# 数学基础

线性代数/ 微积分/ 自动微分/ 概率

## 线性代数

### 张量

标量, 向量, 矩阵: 略

张量: 更加广泛意义上的向量. 即: 向量是1维张量, 矩阵是2维张量. 那么张量可以是n (n>2)维的

In [2]:
import torch
A = torch.arange(20, dtype=torch.float32).reshape(5, 4)
B = A.clone()
print("A: ", A, end="\n\n")

# 标量与张量的运算
# 张量+标量: 每个元素都加上标量
print("A + 1: ", A + 1, end="\n\n")

# 张量*标量: 每个元素都乘以标量
print("A * 2: ", A * 2, end="\n\n")

A:  tensor([[ 0.,  1.,  2.,  3.],
        [ 4.,  5.,  6.,  7.],
        [ 8.,  9., 10., 11.],
        [12., 13., 14., 15.],
        [16., 17., 18., 19.]])

A + 1:  tensor([[ 1.,  2.,  3.,  4.],
        [ 5.,  6.,  7.,  8.],
        [ 9., 10., 11., 12.],
        [13., 14., 15., 16.],
        [17., 18., 19., 20.]])

A * 2:  tensor([[ 0.,  2.,  4.,  6.],
        [ 8., 10., 12., 14.],
        [16., 18., 20., 22.],
        [24., 26., 28., 30.],
        [32., 34., 36., 38.]])



In [3]:
# 张量与张量的运算
# Hadamard 积: 对应位置的元素相乘
print("A * B: ", A * B, end="\n\n")

# 矩阵乘法
print("A @ B.T: ", A @ B.T, end="\n\n")

A * B:  tensor([[  0.,   1.,   4.,   9.],
        [ 16.,  25.,  36.,  49.],
        [ 64.,  81., 100., 121.],
        [144., 169., 196., 225.],
        [256., 289., 324., 361.]])

A @ B.T:  tensor([[  14.,   38.,   62.,   86.,  110.],
        [  38.,  126.,  214.,  302.,  390.],
        [  62.,  214.,  366.,  518.,  670.],
        [  86.,  302.,  518.,  734.,  950.],
        [ 110.,  390.,  670.,  950., 1230.]])



### 降维与非降维的求和

直接对张量进行求和/ 求均值, 会返回一个标量. 实际上是一种降维的操作

In [4]:
print("Shape of A: ", A.shape, end="\n\n")
print("Sum of A: ", A.sum(), end="\n\n")
print("Mean of A: ", A.mean(), end="\n\n")
print("Mean of A: ", A.sum() / A.numel(), end="\n\n")

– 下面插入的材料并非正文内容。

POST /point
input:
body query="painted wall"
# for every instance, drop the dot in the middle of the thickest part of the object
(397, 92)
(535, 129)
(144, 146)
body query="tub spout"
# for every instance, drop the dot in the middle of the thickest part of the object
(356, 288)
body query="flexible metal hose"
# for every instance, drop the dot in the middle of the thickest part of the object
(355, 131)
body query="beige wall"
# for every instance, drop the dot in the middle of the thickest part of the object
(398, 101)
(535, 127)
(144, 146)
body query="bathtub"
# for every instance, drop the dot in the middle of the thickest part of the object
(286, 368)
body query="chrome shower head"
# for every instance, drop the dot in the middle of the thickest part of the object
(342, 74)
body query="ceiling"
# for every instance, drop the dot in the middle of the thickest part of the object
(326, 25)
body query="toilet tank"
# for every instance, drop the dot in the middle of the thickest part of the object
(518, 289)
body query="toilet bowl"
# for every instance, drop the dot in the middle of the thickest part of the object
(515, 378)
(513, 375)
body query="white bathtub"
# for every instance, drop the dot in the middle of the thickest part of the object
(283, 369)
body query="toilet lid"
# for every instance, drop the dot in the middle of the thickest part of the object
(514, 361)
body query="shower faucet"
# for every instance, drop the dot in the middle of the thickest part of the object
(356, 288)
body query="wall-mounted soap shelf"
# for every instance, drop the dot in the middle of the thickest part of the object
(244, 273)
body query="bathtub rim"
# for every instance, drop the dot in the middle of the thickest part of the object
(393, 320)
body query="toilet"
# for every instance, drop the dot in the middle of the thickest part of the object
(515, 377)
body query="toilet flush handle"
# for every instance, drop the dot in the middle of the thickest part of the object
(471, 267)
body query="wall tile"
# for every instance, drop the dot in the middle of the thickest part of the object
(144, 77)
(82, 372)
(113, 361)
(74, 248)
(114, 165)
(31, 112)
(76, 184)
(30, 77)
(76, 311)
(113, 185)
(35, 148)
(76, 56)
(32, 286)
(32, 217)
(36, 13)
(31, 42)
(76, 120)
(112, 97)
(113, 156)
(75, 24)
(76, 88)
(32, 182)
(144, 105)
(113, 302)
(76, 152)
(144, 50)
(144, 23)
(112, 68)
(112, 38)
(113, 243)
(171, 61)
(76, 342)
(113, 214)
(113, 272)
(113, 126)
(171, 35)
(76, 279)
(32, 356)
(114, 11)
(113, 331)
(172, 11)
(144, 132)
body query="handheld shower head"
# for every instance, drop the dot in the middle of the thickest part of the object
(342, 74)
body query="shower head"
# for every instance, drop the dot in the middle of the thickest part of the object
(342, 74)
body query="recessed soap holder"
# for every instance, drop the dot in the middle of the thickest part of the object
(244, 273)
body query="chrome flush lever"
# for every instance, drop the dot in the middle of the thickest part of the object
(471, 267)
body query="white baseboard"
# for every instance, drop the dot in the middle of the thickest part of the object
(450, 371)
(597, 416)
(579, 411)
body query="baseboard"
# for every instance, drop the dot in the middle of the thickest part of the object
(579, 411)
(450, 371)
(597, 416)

Shape of A:  torch.Size([5, 4])

Sum of A:  tensor(190.)

Mean of A:  tensor(9.5000)

Mean of A:  tensor(9.5000)



上述的默认求和/ 求均值是沿着所有轴来降低维度, 从而最终都汇聚到一个标量中

其实还可以指定某个轴进行求和, 也就是指定某个轴去降低维度

In [5]:
print("Shape of A: ", A.shape, end="\n\n")

# 沿第0维求和, shape中的第0维消失
print("Sum by axis 0: ", A.sum(axis=0))
print("Shape of sum by axis 0: ", A.sum(axis=0).shape, end="\n\n")

# 沿着第1维求和, shape中的第1维消失
print("Sum by axis 1: ", A.sum(axis=1))
print("Shape of sum by axis 1: ", A.sum(axis=1).shape, end="\n\n")

# 沿着第0维和第1维求和, shape中的第0维和第1维消失
# 与A.sum()等价
print("Sum by axis 0 and 1: ", A.sum(axis=[0, 1]))

Shape of A:  torch.Size([5, 4])

Sum by axis 0:  tensor([40., 45., 50., 55.])
Shape of sum by axis 0:  torch.Size([4])

Sum by axis 1:  tensor([ 6., 22., 38., 54., 70.])
Shape of sum by axis 1:  torch.Size([5])

Sum by axis 0 and 1:  tensor(190.)


同理, 均值也可以指定某个轴进行求值

In [6]:
print("Mean by axis 0: ", A.mean(axis=0))
print("Mean by axis 0: ", A.sum(axis=0) / A.shape[0])

Mean by axis 0:  tensor([ 8.,  9., 10., 11.])
Mean by axis 0:  tensor([ 8.,  9., 10., 11.])


此外, 还可以在保持轴数不变时进行非降维的求和. 

可以发现只有指定的维度shape变为1, 其他维度shape不变, 总的shape也不变

In [7]:
print("Shape of A: ", A.shape, end="\n\n")

print("Sum by axis 0 and keepdims: \n", A.sum(axis=0, keepdims=True))
print("Shape of sum by axis 0 and keepdims: \n", A.sum(axis=0, keepdims=True).shape, end="\n\n")

Shape of A:  torch.Size([5, 4])

Sum by axis 0 and keepdims: 
 tensor([[40., 45., 50., 55.]])
Shape of sum by axis 0 and keepdims: 
 torch.Size([1, 4])



还可以使用`cumsum()`函数, 保持所有维度的shape不变, 返回一个累加的张量

`A[i] = A[i-1] + A[i-2] + ... + A[0]`

In [8]:
print("cumsum by axis 0: \n", A.cumsum(axis=0))

cumsum by axis 0: 
 tensor([[ 0.,  1.,  2.,  3.],
        [ 4.,  6.,  8., 10.],
        [12., 15., 18., 21.],
        [24., 28., 32., 36.],
        [40., 45., 50., 55.]])


非降维求和有一些特定的用处:

In [9]:
print("A: ", A, end="\n\n")
print("Sum by axis 1 and keepdims: \n", A.sum(axis=1, keepdims=True), end="\n\n")

# 利用广播机制来计算每个元素的比例
print("A / A.sum(axis=1, keepdims=True): \n", A / A.sum(axis=1, keepdims=True), end="\n\n")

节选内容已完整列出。